Very occasionally in the book, we get a glimpse into the rationale behind such curricula, at least if we were to ask its creators what their precise aim was. Part of their goal is to encourage the children’s socialization within the school, their family, and society. Part of it is to foster critical thinking, decision-making, and problem-solving. Some of the testifiers quote humanists who see public schools as mission fields for humanism.
Other possible reasons for such curricula, based on my own reading, classes, and guesses:
—-Its designers sincerely believe that a left-wing society is beneficial to people and want to train children to live in such a society and to help create it. They may believe that the child is already indoctrinated by society, the family, and churches in harmful and oppressive ideologies, such as religion, selfish and exploitative capitalism, racism, and a warfare mentality. The public school is a place for the designers of the curriculum to get their message out.
—-They may feel that schools must provide a place for students to talk about difficult issues because the students are unable to do that at home. The parents may not discuss these issues or even might be absent due to work, or they might be judgmental towards their children if they make a poor decision.
—-According to Kolhberg, who is criticized in this book, it is maturer for people to act morally because they want to do so rather than in obedience to traditional authority.
—-Part of education is acknowledging the grim side of life and preparing people to cope with it.

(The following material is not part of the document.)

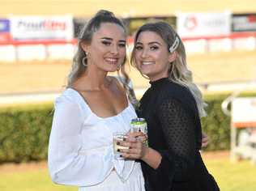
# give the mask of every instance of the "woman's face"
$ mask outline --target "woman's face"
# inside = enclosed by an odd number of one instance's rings
[[[115,23],[104,23],[94,32],[90,45],[82,43],[87,53],[88,67],[113,72],[124,62],[126,35],[124,29]]]
[[[157,33],[142,32],[134,45],[134,58],[138,70],[151,81],[168,77],[173,55],[168,51],[167,44]]]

—-Teaching children cuss words and acceptance of homosexuality helps them to understand and accept those around them, and, for the designers, that is good for society.
In terms of the rude responses by administrators, I can envision administrators advising parents to send their children to another school. If we are talking about a specific unit on, say, Values Clarification or sex education, then it would be easy for the teacher to excuse the student whose parents have objections. If liberalism pervades social studies, health, and literature classes, then that would be much more difficult, if not impossible.
More can be said, but I will stop here.